De acordo com a 14ª Pesquisa Anual Setorial de Foodservice, 74% das redes entrevistadas relataram o fechamento de lojas ao longo do ano. Embora isso represente apenas 5% do total de pontos de venda, os dados revelam que mais da metade das redes fecharam entre 1 e 3 unidades e o principal motivo, apontado por 70% das marcas, foi a má gestão por parte dos franqueados. O número de redes caiu de 938 em 2023 para 918 em 2024, porém, as unidades passaram de 45.709 para 47.161 no mesmo período. Em números absolutos, o faturamento encerrou o último ano com um histórico R$ 71,6 bilhões.
O estudo foi conduzido em parceria entre a Associação Brasileira de Franchising (ABF), principal representante do mercado de franquias, e a Galunion, empresa especializada em alimentação fora do lar.
Ausência do franqueado e danos à operação
Segundo Bruno Gorodicht, coordenador da Comissão de Food Service da ABF, o maior problema está na ausência do franqueado na operação, especialmente, de alimentação – mais complexa que as demais.
“Unidades que não sentem a presença do franqueado sofrem mais, pois os colaboradores acabam perdendo o padrão e a motivação e isso impacta diretamente no resultado, é um ciclo negativo.”, explicou.
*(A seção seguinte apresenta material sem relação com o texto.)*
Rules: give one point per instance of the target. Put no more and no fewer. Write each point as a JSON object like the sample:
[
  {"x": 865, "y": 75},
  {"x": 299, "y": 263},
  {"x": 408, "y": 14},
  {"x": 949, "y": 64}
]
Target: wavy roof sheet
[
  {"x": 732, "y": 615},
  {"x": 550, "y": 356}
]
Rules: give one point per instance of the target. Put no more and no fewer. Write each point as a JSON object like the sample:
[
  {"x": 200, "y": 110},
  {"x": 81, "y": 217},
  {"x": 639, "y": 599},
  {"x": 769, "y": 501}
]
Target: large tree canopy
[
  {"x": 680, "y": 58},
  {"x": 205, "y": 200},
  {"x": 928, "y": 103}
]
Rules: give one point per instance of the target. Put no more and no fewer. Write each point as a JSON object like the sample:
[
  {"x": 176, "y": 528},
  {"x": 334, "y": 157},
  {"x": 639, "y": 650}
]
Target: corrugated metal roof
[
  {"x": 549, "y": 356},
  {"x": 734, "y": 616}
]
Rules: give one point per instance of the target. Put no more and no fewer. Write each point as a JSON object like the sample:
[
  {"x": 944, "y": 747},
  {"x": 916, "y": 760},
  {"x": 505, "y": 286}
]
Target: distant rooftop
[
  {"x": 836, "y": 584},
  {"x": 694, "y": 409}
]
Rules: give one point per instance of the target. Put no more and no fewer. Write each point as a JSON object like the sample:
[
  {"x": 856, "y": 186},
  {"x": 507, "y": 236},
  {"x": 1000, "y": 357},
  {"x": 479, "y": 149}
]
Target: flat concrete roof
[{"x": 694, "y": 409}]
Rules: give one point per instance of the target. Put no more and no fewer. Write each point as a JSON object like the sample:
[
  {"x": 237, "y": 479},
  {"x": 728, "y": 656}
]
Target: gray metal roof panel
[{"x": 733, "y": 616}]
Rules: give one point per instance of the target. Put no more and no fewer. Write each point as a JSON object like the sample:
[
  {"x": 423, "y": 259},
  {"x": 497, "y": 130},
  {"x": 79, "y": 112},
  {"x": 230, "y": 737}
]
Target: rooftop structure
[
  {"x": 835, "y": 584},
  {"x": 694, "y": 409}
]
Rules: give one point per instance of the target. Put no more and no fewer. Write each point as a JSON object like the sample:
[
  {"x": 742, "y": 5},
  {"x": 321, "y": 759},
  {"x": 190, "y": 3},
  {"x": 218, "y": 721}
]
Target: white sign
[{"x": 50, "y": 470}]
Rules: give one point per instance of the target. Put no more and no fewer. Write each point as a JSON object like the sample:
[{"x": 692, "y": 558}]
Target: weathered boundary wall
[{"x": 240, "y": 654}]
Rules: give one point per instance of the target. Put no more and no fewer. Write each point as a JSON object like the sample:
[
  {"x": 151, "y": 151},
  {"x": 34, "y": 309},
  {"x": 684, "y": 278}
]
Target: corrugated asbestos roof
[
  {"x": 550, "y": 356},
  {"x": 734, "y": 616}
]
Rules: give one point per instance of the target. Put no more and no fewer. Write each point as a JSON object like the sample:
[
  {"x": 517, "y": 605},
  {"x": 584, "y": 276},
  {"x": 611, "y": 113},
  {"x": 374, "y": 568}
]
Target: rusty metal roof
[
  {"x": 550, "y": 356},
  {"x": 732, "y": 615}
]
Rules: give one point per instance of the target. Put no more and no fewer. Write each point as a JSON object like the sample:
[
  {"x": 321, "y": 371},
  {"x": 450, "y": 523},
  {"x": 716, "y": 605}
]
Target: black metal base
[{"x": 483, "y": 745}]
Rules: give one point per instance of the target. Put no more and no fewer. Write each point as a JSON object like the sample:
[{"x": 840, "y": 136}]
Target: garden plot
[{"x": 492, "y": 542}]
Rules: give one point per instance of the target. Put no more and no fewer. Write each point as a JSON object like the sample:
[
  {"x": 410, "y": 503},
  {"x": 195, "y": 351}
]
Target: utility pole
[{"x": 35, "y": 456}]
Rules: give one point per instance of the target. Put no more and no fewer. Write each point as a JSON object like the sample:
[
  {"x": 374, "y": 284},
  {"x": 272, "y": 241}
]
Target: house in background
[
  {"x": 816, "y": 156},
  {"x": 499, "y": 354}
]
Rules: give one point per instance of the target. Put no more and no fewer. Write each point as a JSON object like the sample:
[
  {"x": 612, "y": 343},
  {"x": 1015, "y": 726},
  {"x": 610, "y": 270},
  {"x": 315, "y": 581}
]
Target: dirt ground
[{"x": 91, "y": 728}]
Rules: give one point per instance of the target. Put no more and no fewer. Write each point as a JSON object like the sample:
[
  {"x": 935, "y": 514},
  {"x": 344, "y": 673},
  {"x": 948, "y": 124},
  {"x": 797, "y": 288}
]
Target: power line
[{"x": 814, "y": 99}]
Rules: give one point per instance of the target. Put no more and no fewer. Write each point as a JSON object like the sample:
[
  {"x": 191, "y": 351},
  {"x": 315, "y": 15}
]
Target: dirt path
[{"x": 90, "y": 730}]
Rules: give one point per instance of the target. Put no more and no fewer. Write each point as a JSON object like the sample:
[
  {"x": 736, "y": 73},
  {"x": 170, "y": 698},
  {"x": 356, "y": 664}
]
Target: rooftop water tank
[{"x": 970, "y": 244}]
Esse descuido gera um ciclo de insatisfação e baixa performance difícil de reverter.
A falha na seleção de franqueados também é um fator determinante. Muitos empreendedores ainda veem o franchising como uma aplicação de retorno garantido, quando, na realidade, o modelo exige empenho, disciplina e suor diário. A expectativa de um retorno automático, sem envolvimento ativo, leva ao desalinhamento entre franqueado e operação e, eventualmente, ao fechamento da loja.
Seleção e treinamento
A prevenção passa por dois pilares: seleção mais rigorosa e treinamento contínuo. Redes que investem em processos seletivos robustos, aliados a uma relação transparente com o franqueado e um programa de capacitação recorrente, conseguem se antecipar aos gargalos. É melhor que o candidato desista ao entender a complexidade do setor do que entrar mal informado e sair em seguida. “É mais danoso ao ecossistema”, alerta Gorodicht.
Também acende um alerta para o setor outro dado da pesquisa, segundo o qual 66% das redes oferecem treinamento em gestão financeira para entrantes no negócio enquanto 98% priorizam conteúdos operacionais e 90%, atendimento. Além disso, o uso de novas tecnologias e IA ainda está longe de ser prioridade nos treinamentos, apesar de sua crescente importância para o futuro do setor. Somente 12% das franqueadoras oferecem esse tipo de capacitação.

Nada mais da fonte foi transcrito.